How can you tell if a cipher is secure?
I was asked that question during an interview a while ago. Back then it troubled me because it seemed so basic and yet and I had no idea how to answer it. I became vivid and didn't know what to say and later I didn't get the job. I thought it would be interesting to write down how I would answer this question now.
We're in the dark
If we have no idea how the algorithm works and can only do some playing with it (or worse, we can only listen to people using it) then we can safely call it a Black box. This is pretty hard to attack and also pretty hard to talk about security here because it might be not secure at all (like Enigma during the war) but we would still have a hard time telling.
We're almost in the dark
If I talk about Blackboxes then I should talk about Whiteboxes. If you have no idea what your cipher is doing, but you can analyze it, then you call that a Whitebox. For example your phone, your credit card, and so on, they all use cryptographic tools that you can take a look at since it is in your own hands. Cryptography was not thought for that kind of model. It was primarily born to hide private conversations from other curious parties and ciphers were supposed to be used by good people only. In our modern world, clever people found a new use for cryptography in our everyday-devices. And it quickly became problematic since a lot of new attacks rose up.
It doesn't mean that attacking a whitebox is easy though. People use reverse engineering, heuristics, side-channel attacks (fault injection, power analysis, sound analysis...) and a lot of other techniques to break them. There are a lot of researches, especially in the domain of smartcards.
We're in the clear
In cryptography, Kerckhoffs's principle was stated by Auguste Kerckhoffs in the 19th century: A cryptosystem should be secure even if everything about the system, except the key, is public knowledge.
OK. Now let's talk about a cipher we can see and touch and play with anyway we want.
We will not talk about the implementation of the cipher because it will have the same problems the whitebox have: it will be subject to new attacks depending where and how you implement it.

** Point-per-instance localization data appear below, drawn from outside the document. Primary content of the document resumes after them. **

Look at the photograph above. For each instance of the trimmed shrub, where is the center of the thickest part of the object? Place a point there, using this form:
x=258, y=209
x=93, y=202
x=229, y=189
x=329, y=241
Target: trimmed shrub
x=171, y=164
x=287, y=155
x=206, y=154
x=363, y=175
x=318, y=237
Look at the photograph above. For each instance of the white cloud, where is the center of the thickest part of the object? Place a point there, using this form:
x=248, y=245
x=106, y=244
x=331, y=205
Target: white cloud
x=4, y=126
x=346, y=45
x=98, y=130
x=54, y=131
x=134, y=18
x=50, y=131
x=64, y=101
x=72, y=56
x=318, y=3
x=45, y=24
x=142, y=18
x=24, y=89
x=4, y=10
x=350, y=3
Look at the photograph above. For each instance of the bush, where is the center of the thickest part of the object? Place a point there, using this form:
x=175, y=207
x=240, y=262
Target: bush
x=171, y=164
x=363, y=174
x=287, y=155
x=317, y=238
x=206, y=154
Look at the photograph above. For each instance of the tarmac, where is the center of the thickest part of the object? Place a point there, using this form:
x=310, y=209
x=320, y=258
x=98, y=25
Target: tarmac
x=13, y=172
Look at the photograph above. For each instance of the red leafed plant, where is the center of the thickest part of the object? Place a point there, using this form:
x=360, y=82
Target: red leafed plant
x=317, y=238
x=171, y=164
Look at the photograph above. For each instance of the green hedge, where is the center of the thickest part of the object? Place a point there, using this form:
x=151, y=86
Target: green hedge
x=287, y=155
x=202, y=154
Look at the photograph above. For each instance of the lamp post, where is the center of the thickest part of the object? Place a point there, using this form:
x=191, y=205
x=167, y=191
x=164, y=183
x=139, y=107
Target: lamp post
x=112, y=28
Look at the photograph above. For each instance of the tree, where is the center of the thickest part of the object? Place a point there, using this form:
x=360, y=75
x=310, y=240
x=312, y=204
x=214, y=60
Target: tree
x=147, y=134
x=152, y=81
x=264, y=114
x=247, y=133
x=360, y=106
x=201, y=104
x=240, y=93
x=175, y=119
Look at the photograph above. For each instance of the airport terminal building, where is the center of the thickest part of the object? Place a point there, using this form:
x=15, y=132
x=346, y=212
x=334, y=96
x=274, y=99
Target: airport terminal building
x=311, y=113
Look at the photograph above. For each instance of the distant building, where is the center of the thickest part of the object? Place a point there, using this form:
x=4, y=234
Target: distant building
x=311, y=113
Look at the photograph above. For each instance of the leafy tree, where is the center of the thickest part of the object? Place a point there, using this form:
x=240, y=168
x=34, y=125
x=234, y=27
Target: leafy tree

It is a whole new level of research and precautions you have to take. Think about side-channel attacks, bugs (buffer overflow), human errors, padding attacks (if we chose a bad mode of operation for example), etc...
So we'll place ourselves in a more restrictive model.
There is also a lot of different kind of ciphers (and it would be an history class to write about it) so I'll just talk about the most used type of ciphers nowadays: Stream ciphers and Block ciphers (both symmetric ciphers) and Asymmetric ciphers
Although let's just say that it was proven by Shannon in the 40s that the One Time Pad is the only cipher having perfect secrecy.
What kind of secrecy?
There are multiple kinds of secrecy in the literature. Perfect Secrecy that we just talked about. The kind of secrecy that doesn't leak any information about the plaintext and the key (although it might leak the maximum length of it). And if you read more about it you will see that it is not practical thus almost never used.
So we defined a weaker type of secrecy: Semantic secrecy.
There are multiple definitions but they are equivalent to IND-CPA or IND-CCA or IND-CCA2 depending on what you want from your cipher.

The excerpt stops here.